Novel adsorbent based on carbon-modified zirconia/spinel ferrite nanostructures: Evaluation for the removal of cobalt and europium radionuclides from aqueous solutions

Herein, a novel adsorbent based on carbon-modified zirconia/spinel ferrite (C@ ZrO2/Mn0.5Mg0.25Zn0.25Fe2O4) nanostructures were chemically prepared to remove Co-60 and Eu152+154 radionuclides from liquid media using batch experiments. The XRD pattern confirms the successful preparation of the C@ZrO2/MnMgZnFe2O4 composite. Also, SEM and TEM images confirmed that the composite owns a heterogeneous morphology in the nanoscale range. The optical band gap value of Mn0.5Mg0.25Zn0.25Fe2O4, ZrO2, and the composite samples was 1.45, 2.38, and 1.54 eV, respectively. Many parameters have been studied as the effect of time, solution pH, and initial ion concentration. The kinetics models for the removal process of Eu152+154 and Co-60 radionuclides were studied. The second-order kinetic equation could describe the sorption kinetics for both radionuclides. The Langmuir monolayer capacity for Co-60 was 82.51 mg/g and for Eu152+154 was 136.98 mg/g. The thermodynamic parameters such as free energy Delta G(o), the enthalpy Delta H-o, and the entropy DSo were calculated.

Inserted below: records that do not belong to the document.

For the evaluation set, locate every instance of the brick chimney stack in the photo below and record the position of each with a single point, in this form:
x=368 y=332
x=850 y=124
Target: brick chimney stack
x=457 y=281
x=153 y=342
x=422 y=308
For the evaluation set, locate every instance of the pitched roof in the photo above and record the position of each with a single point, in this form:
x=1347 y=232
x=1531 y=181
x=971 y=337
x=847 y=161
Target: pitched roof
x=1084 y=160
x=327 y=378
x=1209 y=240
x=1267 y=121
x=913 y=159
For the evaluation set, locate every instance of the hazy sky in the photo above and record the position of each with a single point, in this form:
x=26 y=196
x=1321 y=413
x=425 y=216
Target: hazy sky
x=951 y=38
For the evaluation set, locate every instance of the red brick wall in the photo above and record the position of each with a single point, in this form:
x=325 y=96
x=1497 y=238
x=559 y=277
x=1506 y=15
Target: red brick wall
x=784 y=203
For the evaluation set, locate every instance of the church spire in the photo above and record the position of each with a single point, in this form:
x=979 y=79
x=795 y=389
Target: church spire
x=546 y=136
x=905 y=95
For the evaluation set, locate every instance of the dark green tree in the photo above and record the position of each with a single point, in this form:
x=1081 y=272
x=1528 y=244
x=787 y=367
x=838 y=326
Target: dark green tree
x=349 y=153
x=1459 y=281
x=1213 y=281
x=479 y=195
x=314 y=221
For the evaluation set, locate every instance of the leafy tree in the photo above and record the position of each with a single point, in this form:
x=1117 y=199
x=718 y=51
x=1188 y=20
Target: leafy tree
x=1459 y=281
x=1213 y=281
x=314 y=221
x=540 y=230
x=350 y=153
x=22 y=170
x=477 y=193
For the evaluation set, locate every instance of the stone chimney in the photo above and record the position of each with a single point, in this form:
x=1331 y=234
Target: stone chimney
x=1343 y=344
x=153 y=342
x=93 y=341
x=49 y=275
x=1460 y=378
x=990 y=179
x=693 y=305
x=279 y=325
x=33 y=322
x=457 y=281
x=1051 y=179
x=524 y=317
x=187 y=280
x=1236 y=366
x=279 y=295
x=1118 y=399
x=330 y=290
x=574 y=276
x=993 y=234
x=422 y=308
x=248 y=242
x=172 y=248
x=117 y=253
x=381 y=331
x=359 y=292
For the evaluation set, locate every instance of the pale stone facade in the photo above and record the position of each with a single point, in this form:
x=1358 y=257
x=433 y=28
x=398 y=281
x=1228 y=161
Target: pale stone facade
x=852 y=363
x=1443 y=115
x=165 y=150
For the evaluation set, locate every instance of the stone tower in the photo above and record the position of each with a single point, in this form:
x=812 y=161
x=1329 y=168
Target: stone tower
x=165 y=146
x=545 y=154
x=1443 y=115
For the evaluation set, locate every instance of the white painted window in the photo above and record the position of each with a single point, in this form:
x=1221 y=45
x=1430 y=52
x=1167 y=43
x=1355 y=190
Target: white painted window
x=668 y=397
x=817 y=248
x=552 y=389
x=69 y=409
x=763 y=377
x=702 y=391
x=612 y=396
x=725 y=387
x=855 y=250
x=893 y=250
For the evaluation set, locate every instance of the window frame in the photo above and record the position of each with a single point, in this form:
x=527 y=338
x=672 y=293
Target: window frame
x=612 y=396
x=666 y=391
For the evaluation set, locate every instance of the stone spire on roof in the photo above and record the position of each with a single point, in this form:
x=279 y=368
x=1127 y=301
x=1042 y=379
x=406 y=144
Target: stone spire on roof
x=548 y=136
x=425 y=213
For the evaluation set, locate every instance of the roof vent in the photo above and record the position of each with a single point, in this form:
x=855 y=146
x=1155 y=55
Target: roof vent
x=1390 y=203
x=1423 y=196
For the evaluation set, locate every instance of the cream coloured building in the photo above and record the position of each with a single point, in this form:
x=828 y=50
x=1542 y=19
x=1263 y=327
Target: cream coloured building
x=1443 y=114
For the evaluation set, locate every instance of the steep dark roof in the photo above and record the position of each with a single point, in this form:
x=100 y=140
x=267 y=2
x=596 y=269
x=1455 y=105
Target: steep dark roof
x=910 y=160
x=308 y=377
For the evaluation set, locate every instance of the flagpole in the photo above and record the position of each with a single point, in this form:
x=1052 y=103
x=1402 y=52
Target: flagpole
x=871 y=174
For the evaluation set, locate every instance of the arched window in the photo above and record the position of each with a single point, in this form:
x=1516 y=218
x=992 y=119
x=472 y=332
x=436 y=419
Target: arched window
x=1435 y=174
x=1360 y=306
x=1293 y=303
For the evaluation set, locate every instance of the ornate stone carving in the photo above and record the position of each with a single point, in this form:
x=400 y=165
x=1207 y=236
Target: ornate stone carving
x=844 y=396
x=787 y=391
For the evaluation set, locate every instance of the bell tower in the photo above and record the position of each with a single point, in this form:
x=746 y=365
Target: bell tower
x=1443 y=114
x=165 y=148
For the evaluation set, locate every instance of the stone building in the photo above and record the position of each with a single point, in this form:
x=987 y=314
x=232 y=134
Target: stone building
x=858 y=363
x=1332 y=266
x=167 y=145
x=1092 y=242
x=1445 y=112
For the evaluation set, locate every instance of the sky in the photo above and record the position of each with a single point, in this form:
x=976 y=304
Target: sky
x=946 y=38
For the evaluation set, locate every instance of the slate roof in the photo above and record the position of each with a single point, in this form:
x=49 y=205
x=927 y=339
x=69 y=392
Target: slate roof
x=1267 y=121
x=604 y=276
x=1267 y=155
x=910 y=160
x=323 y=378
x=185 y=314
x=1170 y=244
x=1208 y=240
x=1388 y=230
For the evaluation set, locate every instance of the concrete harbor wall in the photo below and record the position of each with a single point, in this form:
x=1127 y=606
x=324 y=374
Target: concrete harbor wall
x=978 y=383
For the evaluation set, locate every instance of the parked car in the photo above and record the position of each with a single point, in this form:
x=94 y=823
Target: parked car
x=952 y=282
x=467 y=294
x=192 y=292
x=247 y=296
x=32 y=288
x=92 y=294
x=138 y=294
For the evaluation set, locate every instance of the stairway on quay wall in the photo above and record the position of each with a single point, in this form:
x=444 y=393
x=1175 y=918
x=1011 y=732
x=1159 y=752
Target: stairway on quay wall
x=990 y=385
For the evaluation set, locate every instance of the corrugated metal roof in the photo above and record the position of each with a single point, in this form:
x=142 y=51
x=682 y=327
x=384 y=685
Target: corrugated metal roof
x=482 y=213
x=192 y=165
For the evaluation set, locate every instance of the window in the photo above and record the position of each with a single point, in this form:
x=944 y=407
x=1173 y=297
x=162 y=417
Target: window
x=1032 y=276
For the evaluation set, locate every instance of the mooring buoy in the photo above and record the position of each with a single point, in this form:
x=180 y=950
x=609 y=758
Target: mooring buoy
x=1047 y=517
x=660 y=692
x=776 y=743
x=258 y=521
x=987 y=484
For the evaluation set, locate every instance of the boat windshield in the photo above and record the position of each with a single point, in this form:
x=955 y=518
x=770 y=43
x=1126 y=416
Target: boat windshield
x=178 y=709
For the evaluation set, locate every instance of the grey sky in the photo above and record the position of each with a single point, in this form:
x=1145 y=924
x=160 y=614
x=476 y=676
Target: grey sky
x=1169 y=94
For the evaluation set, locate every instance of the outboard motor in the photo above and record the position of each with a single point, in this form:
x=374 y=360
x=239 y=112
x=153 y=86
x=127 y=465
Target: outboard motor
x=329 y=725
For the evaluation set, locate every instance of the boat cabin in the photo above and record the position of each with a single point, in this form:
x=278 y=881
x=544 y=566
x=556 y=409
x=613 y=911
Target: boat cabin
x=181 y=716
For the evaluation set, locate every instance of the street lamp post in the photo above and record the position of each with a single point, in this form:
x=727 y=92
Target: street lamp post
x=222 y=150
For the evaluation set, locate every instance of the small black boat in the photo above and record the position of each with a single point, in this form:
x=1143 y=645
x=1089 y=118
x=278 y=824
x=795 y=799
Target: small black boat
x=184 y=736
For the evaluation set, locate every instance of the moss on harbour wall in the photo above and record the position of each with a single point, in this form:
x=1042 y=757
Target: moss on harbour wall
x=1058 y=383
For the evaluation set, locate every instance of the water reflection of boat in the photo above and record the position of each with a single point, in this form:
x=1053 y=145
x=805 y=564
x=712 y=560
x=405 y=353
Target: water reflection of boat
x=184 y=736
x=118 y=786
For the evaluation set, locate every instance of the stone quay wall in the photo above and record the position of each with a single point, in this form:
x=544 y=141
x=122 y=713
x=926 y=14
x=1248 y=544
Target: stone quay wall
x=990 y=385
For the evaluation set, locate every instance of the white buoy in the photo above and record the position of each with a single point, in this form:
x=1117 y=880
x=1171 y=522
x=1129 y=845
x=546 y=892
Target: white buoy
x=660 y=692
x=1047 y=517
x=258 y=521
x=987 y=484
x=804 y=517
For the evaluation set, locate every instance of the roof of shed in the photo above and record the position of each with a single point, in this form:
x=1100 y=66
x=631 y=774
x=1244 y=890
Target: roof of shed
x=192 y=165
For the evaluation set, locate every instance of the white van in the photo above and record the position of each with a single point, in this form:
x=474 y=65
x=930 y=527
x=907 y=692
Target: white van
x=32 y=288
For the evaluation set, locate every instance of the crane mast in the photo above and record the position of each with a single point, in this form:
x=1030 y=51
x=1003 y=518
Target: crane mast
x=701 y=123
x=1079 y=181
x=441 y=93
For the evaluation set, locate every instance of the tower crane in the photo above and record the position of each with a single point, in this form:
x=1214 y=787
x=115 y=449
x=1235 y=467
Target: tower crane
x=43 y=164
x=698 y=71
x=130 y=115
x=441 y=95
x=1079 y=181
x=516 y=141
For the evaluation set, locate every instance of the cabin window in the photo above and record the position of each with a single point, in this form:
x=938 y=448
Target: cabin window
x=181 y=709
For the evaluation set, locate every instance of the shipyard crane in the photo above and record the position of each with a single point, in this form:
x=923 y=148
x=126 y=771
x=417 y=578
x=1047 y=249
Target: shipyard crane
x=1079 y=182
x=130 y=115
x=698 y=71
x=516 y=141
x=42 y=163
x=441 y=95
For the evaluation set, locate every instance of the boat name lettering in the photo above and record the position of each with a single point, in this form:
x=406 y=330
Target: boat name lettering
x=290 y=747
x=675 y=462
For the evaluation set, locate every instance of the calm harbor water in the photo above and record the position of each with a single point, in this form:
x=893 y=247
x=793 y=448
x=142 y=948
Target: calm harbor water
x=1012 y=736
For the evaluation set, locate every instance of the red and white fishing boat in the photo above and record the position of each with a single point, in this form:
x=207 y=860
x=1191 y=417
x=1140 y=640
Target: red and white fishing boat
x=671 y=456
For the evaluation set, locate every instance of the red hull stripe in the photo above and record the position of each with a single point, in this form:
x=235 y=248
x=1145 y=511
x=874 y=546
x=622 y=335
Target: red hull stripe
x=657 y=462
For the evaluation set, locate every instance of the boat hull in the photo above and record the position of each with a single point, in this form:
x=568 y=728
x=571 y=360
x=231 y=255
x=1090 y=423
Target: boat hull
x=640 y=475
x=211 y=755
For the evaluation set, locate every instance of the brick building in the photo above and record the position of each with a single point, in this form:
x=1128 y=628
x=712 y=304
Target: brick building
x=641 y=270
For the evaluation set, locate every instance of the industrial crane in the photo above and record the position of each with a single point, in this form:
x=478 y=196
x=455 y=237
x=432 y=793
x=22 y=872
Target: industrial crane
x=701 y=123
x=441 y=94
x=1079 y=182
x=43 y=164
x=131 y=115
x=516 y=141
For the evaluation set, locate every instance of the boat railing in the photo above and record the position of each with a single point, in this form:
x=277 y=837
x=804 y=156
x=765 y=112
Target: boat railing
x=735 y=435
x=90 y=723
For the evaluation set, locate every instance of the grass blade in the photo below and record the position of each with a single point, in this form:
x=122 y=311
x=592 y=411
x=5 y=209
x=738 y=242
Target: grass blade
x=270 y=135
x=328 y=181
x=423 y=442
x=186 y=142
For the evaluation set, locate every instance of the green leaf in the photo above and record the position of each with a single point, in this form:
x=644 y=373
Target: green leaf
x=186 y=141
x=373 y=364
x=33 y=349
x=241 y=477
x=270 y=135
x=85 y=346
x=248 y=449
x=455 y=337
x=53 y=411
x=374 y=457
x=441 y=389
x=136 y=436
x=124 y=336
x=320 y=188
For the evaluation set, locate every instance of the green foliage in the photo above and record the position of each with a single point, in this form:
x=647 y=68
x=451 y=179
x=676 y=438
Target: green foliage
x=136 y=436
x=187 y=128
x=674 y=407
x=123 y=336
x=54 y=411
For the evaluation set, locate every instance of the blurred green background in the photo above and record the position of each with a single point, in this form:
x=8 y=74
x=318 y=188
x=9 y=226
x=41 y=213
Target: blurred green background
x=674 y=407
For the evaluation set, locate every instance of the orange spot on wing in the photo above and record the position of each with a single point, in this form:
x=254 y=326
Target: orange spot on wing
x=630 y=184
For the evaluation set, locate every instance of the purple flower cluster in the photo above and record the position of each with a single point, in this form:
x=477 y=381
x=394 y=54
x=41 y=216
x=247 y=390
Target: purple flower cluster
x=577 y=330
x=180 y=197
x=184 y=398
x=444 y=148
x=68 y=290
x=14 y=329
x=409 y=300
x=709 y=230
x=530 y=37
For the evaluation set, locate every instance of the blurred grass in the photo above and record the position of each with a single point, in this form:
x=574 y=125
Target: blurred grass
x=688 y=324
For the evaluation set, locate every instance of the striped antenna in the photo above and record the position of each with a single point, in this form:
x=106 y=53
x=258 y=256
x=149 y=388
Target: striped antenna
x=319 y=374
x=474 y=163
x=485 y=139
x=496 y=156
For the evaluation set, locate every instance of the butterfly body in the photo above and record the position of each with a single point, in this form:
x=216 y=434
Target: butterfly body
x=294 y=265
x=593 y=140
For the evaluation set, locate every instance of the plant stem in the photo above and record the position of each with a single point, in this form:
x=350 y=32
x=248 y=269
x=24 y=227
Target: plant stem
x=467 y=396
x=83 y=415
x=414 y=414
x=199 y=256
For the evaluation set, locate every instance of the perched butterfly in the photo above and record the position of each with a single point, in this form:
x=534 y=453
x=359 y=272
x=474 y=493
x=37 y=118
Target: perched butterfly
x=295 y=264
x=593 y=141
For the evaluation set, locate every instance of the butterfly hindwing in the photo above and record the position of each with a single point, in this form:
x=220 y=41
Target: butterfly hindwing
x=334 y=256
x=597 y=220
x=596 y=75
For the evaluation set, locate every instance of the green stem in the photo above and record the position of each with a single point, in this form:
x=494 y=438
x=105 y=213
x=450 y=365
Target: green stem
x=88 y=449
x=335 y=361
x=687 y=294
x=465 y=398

The results indicated that the sorption process has endothermic nature for both two radionuclides onto C@ZrO2/MnMgZnFe2O4 composite. (C) 2021 Elsevier Inc. All rights reserved.

Automated summary

A novel adsorbent based on carbon-modified zirconia/spinel ferrite nanostructures was successfully prepared to remove Co-60 and Eu152+154 radionuclides. The composite showed a heterogeneous morphology at the nanoscale level and had optical band gap values of 1.45 eV, 2.38 eV, and 1.54 eV for Mn0.5Mg0.25Zn0.25Fe2O4, ZrO2, and the composite samples, respectively. Kinetic models suggested second-order kinetics for the removal process, with Langmuir monolayer capacities of 82.51 mg/g for Co-60 and 136.98 mg/g for Eu152+154. Thermodynamic analysis indicated an endothermic nature of the sorption process for both radionuclides onto the composite material.